An agent reading this should correctly:

[ ] Pre-flight chatDriveAvailable() before push?
[ ] Tune waitForFirstFrame for backend + 1000ms React poll lag?
[ ] Audit by screenshot Read, NOT lib return values?
[ ] Keep both snappy-chat and head-screen alive?
[ ] Use resetChatUI() (not peekaboo) between scenarios?
[ ] Restart server after any server.ts edit (tsx no hot-reload)?
[ ] Serialize pushes; wait for RUN_FINISHED before next?
[ ] Drain with /chat-inject-flush before QA tests?
[ ] Know React pre-fetches (no callback on dispatch complete)?
[ ] Activate app via osascript before screenshot on secondary Space?
[ ] Know resetChatUI() does NOT flush (pre-flush if stale items queued)?
[ ] Check pgrep claude.*-p for competing queue consumers?

Self-correcting loader (PID feedback)

This is the rule that makes loaders learn. Ported from snappy-kernel, where it demonstrably worked: the snappy-dom-cartographer skill mapped Skool admin UI once, every later ship-agent inherited the full map for free.

Before you finish, do two things:

1. Fix gaps (P - proportional). MANDATORY. If this loader didn't cover your case, you MUST attempt an Edit to this AGENTS.md before you log.

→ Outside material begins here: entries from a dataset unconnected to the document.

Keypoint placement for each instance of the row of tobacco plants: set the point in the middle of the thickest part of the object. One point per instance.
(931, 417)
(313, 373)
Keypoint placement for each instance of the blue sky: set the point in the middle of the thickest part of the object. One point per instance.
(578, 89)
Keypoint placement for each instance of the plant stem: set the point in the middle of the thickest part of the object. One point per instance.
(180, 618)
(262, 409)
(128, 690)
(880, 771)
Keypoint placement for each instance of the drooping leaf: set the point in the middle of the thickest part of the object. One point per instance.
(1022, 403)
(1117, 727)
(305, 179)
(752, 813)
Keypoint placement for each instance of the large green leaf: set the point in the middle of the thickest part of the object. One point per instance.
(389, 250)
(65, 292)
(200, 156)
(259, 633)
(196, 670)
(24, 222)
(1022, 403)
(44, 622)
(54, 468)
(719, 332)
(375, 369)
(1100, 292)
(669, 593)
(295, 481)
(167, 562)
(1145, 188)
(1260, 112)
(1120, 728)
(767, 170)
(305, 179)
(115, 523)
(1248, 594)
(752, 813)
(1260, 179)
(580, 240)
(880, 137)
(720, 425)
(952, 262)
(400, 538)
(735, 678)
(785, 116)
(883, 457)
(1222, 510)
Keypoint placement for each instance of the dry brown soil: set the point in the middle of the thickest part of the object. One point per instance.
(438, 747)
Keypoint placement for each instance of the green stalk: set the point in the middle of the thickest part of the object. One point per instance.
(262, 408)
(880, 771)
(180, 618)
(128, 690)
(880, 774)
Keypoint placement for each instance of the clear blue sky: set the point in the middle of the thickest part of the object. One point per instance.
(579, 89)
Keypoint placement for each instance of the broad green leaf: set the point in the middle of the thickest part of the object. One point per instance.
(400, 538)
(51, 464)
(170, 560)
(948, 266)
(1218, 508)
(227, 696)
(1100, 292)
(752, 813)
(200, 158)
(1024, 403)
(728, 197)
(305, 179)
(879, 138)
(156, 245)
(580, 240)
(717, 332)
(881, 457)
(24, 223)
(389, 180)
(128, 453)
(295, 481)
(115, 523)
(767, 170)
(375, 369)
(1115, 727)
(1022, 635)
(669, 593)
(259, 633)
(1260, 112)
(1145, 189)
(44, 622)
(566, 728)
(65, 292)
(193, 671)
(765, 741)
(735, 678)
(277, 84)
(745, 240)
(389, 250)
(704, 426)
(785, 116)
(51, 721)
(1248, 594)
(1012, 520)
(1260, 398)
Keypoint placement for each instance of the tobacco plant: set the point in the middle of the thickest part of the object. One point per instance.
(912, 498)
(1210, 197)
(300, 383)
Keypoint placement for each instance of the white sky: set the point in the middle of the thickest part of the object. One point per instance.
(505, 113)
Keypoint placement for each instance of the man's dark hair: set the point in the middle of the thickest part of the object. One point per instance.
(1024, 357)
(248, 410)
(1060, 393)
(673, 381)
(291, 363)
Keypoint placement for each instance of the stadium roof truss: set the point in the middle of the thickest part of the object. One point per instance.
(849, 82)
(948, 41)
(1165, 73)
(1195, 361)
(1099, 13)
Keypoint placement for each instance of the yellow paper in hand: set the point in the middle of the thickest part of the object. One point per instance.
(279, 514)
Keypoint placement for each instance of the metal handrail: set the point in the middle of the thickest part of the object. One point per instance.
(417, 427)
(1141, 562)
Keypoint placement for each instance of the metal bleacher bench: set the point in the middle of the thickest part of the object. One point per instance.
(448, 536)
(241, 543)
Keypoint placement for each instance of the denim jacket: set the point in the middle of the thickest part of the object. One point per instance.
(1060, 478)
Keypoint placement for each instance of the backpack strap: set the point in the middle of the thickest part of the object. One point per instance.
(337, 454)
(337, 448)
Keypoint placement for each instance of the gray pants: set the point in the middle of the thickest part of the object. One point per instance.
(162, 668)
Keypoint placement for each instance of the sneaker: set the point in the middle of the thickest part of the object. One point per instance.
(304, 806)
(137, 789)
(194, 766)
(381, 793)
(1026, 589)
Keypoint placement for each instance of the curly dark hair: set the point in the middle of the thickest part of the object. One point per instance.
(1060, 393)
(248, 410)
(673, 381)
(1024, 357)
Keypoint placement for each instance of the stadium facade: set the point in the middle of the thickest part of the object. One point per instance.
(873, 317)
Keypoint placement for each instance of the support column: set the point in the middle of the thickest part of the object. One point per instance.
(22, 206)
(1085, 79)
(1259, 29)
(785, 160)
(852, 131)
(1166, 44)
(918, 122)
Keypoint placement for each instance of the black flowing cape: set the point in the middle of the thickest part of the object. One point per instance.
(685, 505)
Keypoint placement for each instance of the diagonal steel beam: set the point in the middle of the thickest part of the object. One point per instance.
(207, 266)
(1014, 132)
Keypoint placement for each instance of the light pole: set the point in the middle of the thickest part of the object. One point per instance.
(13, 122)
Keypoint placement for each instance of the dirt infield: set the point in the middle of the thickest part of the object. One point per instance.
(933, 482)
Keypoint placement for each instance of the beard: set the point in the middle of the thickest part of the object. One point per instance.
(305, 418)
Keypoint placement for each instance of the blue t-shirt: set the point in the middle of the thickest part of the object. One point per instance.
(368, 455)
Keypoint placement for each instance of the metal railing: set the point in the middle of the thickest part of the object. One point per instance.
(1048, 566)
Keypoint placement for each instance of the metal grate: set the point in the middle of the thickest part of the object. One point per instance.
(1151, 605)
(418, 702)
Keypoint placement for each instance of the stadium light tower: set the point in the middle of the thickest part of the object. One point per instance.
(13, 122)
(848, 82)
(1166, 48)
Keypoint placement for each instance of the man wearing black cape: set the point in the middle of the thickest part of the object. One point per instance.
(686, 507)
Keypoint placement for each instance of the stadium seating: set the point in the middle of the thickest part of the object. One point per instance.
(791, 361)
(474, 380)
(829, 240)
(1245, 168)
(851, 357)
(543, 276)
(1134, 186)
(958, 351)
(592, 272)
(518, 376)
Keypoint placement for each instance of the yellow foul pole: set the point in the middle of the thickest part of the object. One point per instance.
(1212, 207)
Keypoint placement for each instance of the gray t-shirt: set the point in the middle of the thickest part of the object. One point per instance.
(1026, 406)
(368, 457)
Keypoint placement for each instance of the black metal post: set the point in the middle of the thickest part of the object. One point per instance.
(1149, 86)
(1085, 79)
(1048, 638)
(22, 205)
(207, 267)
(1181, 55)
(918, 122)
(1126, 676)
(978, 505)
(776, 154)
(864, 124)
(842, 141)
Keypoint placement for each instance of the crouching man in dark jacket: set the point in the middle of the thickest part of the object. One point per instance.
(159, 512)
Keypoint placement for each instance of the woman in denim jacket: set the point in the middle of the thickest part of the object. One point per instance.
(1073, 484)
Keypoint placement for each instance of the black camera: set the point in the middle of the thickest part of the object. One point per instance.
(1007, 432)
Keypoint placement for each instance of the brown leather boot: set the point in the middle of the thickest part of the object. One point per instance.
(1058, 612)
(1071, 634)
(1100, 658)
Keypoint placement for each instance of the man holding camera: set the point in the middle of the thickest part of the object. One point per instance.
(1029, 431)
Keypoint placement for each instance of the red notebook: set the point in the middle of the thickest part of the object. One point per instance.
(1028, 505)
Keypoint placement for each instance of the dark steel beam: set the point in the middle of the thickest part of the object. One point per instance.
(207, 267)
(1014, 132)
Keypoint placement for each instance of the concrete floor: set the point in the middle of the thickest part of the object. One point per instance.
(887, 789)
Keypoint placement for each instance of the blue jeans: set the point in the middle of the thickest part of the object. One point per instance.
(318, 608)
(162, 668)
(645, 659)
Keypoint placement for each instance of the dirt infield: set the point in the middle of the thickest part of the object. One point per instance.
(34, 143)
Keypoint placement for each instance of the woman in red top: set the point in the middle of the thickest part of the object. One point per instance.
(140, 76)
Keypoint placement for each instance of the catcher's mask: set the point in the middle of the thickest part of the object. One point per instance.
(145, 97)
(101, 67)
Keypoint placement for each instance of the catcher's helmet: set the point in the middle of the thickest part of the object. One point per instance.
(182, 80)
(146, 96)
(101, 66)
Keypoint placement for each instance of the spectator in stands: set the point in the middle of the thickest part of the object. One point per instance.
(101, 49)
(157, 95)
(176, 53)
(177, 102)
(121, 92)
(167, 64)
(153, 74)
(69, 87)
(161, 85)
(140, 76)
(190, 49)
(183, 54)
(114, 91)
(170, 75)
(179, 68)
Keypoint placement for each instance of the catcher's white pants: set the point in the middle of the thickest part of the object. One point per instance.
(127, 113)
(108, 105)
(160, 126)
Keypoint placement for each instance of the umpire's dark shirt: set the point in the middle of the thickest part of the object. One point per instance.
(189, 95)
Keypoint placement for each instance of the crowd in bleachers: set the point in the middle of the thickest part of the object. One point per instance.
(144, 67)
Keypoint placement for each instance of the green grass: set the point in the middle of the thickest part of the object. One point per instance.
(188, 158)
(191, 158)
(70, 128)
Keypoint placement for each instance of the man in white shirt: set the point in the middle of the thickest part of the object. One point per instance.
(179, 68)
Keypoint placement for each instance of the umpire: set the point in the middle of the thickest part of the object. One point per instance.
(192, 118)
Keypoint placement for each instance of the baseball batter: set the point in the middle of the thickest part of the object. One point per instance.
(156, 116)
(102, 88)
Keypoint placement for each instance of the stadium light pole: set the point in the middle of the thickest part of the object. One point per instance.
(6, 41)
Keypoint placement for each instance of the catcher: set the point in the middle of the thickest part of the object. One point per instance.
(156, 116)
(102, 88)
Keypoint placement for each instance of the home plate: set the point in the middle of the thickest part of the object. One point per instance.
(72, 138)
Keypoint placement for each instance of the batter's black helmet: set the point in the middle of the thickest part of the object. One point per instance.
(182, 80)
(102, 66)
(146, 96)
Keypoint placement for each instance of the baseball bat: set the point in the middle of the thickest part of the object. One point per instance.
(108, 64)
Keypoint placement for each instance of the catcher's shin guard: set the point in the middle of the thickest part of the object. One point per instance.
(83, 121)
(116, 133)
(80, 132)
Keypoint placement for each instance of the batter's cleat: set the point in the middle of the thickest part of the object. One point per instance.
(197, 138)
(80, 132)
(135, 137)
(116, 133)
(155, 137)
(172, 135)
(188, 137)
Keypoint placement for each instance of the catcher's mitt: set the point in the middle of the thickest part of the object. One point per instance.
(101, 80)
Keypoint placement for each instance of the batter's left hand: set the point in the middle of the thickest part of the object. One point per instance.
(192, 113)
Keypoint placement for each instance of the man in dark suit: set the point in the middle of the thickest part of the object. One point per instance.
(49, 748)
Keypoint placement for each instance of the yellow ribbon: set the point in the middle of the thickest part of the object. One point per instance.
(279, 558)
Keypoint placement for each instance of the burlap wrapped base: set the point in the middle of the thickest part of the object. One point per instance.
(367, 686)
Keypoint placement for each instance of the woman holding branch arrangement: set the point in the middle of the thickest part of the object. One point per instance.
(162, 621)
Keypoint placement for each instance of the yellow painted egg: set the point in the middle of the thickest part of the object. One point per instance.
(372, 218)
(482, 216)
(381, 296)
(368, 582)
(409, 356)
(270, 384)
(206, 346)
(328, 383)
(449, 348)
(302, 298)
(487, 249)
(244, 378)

Default action: edit this file. Surgical. Add the missing line, table row, or code example.
Only LOGGED is allowed when: the fix needs >10 lines or spans multiple files.
The goal: the next agent never has to leave the loader.

2. Log the result.

echo "[$(date -u +%FT%TZ)] chat-drive: <what was missing or fixed> [FIXED|LOGGED] action_kind=<kind>" >> state/log/loader-feedback.log

Do not skip this. Every agent run must leave the system better than it found it.

OpenUI Resource

Skill-owned OpenUI Lang resource: state/skills/chat-drive/resources/ui.openui. Read it before rendering or editing this skill's generated component surface.
Treat this resource as a first-class artifact of the skill, not a generic chat response. Improve it when the skill's user-facing output needs to become richer.
System resources compose OpenUI primitives and inherit SnappyChat tokens. Use ui_contract: branded in SKILL.md only for deliberate platform or client visuals.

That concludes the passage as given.